Resonantly enhanced quasiparticle interference and superconductivity in LiFeAs: evidence for q~0 bosonic modes


The identification of the electron-boson interaction is believed to be the key for rationalizing the Cooper pairing mechanism in a superconductor. In strong- coupling conventional superconductors, the fingerprints of the electronic band renormalization due to the electron-boson interaction are found in the fine structure of tunneling spectra, where the identification of this fine structure with the phononic density of states represents one of the hallmarks of modern condensed matters physics. In many unconventional superconductors, the unknown nature of the pairing boson, absence of momentum resolution, as well as possible inelastic tunneling effects render the interpretation of the tunneling spectra often cumbersome and ambiguous. Here we exploit a so far unnoticed boson-assisted resonant enhancement of the impurity scattering potential and thus the quasiparticle interference (QPI) amplitude in order to identify the nature of a possible pairing boson in the unconventional superconductor LiFeAs.

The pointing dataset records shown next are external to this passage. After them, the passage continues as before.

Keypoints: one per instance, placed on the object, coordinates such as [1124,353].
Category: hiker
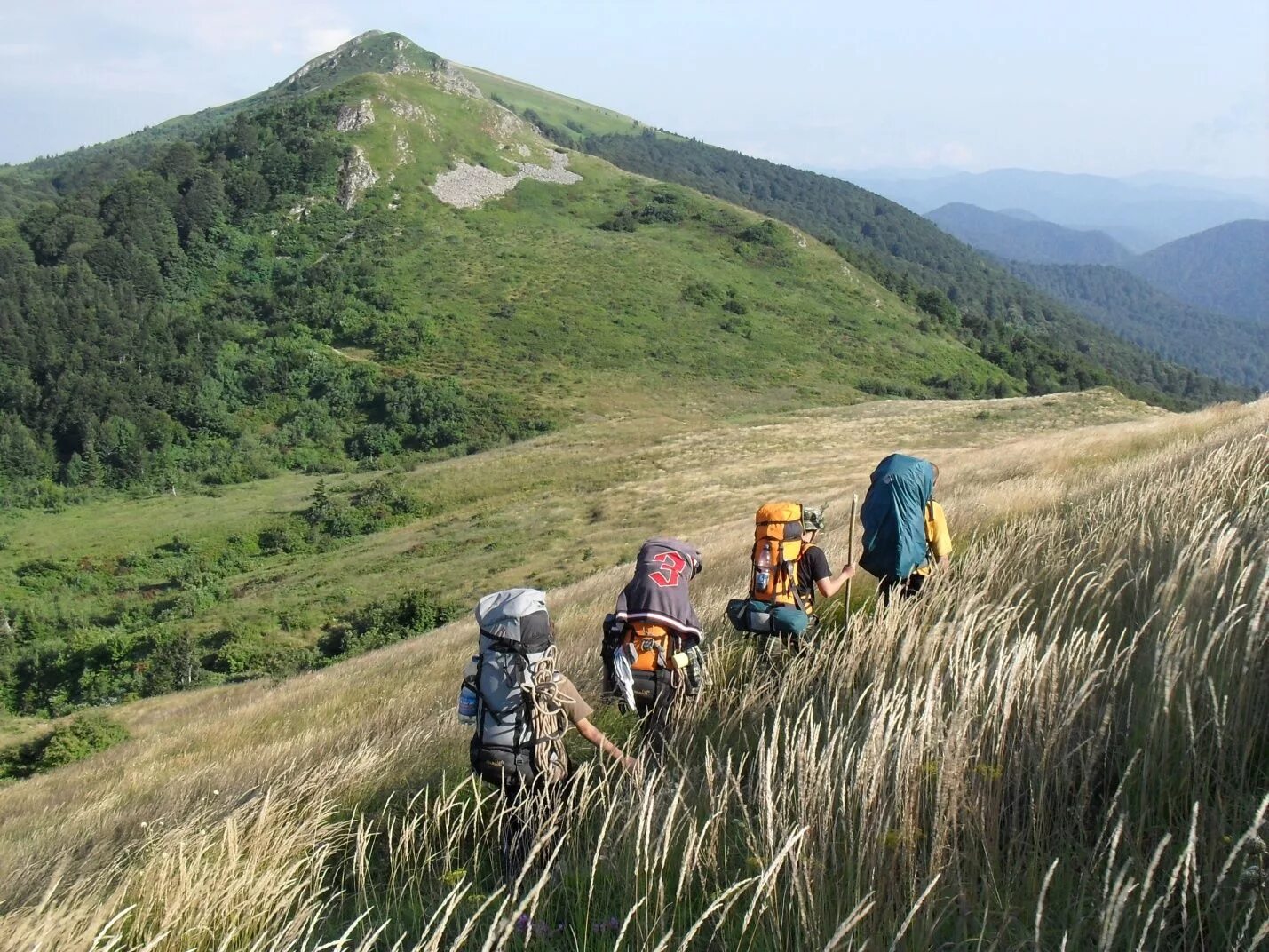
[651,645]
[522,706]
[789,571]
[813,575]
[905,529]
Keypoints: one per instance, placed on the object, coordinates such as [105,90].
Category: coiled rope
[550,721]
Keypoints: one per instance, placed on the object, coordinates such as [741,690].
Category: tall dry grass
[1061,745]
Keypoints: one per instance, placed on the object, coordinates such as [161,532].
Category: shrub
[76,739]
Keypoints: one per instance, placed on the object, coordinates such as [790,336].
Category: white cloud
[955,154]
[319,41]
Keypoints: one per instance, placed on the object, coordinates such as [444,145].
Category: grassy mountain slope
[1049,351]
[1035,242]
[44,179]
[171,336]
[1236,351]
[1005,320]
[1041,725]
[283,330]
[1009,322]
[1224,269]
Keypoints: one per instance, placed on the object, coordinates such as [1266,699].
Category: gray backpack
[515,645]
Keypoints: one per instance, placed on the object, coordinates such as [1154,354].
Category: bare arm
[600,741]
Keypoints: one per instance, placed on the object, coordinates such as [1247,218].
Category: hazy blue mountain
[1141,215]
[1255,188]
[1020,240]
[1225,269]
[1233,349]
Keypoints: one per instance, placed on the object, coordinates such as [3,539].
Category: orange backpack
[654,647]
[777,547]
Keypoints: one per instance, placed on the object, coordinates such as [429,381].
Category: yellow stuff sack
[777,547]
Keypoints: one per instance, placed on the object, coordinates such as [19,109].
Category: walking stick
[851,551]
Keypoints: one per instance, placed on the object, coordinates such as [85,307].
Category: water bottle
[467,695]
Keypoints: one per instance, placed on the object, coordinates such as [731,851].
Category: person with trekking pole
[789,573]
[905,529]
[522,707]
[813,575]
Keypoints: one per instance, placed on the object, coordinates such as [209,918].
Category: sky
[1106,88]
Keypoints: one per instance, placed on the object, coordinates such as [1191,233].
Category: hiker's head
[813,520]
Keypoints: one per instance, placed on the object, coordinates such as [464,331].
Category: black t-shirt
[813,567]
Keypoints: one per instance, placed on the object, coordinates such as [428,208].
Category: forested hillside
[153,331]
[287,291]
[1224,346]
[1009,322]
[1037,242]
[1222,269]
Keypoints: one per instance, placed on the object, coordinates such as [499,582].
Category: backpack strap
[789,574]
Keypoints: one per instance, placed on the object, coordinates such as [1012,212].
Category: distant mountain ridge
[1225,269]
[1139,215]
[1201,301]
[1027,240]
[1236,351]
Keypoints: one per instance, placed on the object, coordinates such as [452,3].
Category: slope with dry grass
[1061,745]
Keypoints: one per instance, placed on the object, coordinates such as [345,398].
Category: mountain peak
[372,51]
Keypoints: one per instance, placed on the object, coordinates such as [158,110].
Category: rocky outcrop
[451,79]
[355,175]
[506,123]
[353,118]
[471,186]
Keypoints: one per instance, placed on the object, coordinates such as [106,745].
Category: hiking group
[520,704]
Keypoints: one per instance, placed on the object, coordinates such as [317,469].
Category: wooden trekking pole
[851,550]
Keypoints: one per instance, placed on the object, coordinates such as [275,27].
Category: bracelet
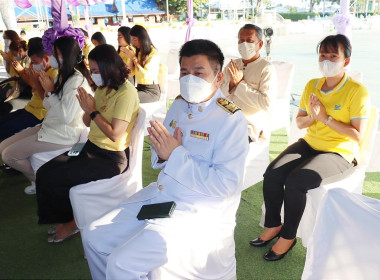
[328,120]
[94,114]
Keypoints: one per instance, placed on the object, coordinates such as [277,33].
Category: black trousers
[55,179]
[148,93]
[296,170]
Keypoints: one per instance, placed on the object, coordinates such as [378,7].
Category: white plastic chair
[157,110]
[345,242]
[39,159]
[91,200]
[352,183]
[280,106]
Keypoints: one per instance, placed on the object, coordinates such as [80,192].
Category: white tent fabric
[345,243]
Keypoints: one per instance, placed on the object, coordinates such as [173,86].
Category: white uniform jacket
[204,177]
[254,94]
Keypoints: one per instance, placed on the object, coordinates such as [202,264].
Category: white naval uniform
[254,94]
[204,178]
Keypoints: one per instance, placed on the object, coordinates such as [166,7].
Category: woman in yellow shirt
[110,115]
[334,111]
[146,65]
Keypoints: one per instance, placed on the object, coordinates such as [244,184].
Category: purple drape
[23,4]
[190,21]
[60,27]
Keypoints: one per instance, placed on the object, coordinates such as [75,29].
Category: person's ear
[261,43]
[347,61]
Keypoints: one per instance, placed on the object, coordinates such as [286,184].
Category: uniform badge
[200,135]
[173,124]
[227,105]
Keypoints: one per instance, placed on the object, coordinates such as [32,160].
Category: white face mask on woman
[329,68]
[194,89]
[38,67]
[54,63]
[247,50]
[97,78]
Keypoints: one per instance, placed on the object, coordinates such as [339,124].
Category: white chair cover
[39,159]
[345,242]
[91,200]
[352,183]
[280,106]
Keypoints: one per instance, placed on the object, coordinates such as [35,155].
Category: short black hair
[98,36]
[204,47]
[85,33]
[112,68]
[259,31]
[35,47]
[332,43]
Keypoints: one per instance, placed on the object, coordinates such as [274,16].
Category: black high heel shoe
[272,256]
[258,242]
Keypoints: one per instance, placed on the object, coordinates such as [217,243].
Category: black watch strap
[93,114]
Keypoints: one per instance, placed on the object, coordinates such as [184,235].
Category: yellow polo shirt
[35,105]
[122,104]
[347,101]
[148,75]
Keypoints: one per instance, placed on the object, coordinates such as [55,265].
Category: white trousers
[118,246]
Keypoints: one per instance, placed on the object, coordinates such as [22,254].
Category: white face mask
[329,68]
[7,42]
[194,89]
[54,63]
[247,50]
[38,67]
[97,78]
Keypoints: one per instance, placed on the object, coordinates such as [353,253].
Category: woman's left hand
[86,100]
[128,52]
[17,66]
[317,110]
[46,81]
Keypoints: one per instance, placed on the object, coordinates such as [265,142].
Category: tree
[312,3]
[179,6]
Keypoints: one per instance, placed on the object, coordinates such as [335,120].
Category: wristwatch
[328,120]
[93,114]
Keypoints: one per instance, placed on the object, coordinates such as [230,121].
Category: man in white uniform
[250,81]
[201,149]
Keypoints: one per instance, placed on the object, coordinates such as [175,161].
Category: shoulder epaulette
[227,105]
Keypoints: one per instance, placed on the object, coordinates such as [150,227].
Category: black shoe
[272,256]
[261,243]
[3,166]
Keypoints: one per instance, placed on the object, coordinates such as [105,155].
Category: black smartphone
[156,210]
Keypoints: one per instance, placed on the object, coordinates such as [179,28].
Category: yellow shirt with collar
[126,59]
[35,105]
[25,62]
[148,74]
[87,48]
[122,104]
[347,101]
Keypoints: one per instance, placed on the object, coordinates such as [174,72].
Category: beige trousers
[16,150]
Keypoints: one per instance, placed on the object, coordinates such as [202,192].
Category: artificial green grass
[25,254]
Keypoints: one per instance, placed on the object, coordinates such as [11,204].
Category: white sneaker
[31,189]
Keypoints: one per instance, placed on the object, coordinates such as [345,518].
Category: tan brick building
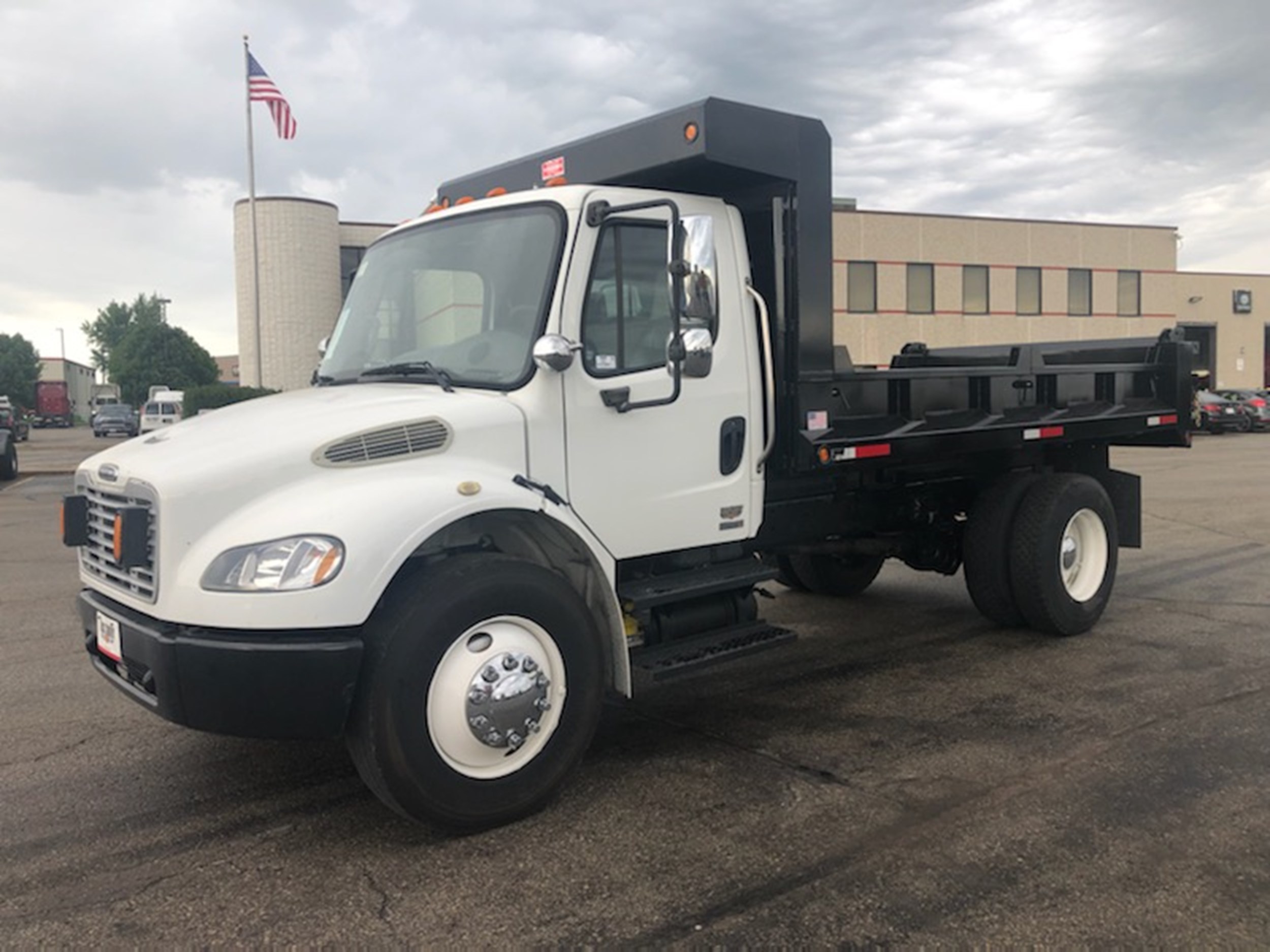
[897,277]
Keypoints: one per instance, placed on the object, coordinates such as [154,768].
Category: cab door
[681,474]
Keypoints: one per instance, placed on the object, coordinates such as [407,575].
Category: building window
[862,287]
[974,288]
[1080,292]
[1028,291]
[1129,293]
[921,288]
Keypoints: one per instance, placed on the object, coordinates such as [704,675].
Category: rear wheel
[986,549]
[1063,554]
[482,690]
[834,574]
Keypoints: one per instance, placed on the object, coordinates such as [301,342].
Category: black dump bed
[929,405]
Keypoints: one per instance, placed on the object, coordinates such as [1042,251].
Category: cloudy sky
[123,127]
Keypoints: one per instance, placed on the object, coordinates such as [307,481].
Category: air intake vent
[389,443]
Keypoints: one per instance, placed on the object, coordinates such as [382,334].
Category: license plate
[108,638]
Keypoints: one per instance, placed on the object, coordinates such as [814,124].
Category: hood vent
[388,443]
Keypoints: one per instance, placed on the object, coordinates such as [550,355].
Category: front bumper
[244,683]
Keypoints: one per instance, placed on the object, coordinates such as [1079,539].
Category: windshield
[456,301]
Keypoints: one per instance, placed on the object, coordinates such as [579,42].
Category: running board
[695,583]
[686,656]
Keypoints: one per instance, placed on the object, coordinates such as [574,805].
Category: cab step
[686,656]
[695,583]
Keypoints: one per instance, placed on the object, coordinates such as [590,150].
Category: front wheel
[482,690]
[1063,552]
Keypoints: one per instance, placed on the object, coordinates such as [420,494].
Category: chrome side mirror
[697,271]
[553,352]
[697,353]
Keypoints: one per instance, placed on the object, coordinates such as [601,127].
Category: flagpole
[256,242]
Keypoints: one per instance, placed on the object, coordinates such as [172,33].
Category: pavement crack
[383,912]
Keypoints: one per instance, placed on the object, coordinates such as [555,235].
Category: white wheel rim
[450,714]
[1083,555]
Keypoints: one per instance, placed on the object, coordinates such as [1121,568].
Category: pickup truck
[569,419]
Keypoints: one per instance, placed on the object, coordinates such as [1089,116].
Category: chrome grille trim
[97,557]
[431,436]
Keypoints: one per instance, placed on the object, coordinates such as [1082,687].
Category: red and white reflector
[867,452]
[1043,433]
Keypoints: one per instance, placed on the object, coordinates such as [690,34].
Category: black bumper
[244,683]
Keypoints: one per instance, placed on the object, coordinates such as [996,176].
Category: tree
[115,320]
[150,353]
[19,370]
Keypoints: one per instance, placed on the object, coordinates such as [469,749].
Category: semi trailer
[569,419]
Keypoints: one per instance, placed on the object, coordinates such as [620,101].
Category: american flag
[261,89]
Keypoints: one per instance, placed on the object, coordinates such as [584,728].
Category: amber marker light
[328,563]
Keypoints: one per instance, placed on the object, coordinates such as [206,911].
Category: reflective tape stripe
[1043,433]
[873,450]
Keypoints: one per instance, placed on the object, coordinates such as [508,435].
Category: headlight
[282,565]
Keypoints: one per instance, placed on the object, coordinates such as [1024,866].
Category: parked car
[1254,403]
[115,419]
[159,413]
[1217,414]
[13,419]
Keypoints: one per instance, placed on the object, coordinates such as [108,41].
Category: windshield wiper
[409,369]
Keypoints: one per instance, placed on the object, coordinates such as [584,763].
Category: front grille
[392,442]
[97,557]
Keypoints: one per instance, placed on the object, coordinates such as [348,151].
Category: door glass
[626,316]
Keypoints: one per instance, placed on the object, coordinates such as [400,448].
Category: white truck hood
[272,441]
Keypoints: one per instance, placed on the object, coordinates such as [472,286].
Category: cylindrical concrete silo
[298,242]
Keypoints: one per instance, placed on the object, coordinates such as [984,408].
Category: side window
[626,316]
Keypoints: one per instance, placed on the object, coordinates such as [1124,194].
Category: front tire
[1063,554]
[482,690]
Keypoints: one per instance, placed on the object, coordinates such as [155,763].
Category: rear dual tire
[1044,552]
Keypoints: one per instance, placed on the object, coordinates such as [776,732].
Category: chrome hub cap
[496,697]
[1084,555]
[507,700]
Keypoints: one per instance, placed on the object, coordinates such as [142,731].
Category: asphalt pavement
[903,773]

In high-resolution Fourier transform scanning tunneling spectroscopy (FT-STS) measurements we indeed observe a resonance-like enhancement of the QPI amplitude in both the normal and the superconducting state, which implies an important coupling of electronic states to corresponding bosonic states at q~0 and energy at about 8meV. We show that these bosonic states seen in the QPI are in perfect agreement with a strong inelastic contribution on the tunneling dI/dU spectra recorded away from impurities which renders the observed small-q modes promising candidates for providing the pairing interaction in LiFeAs.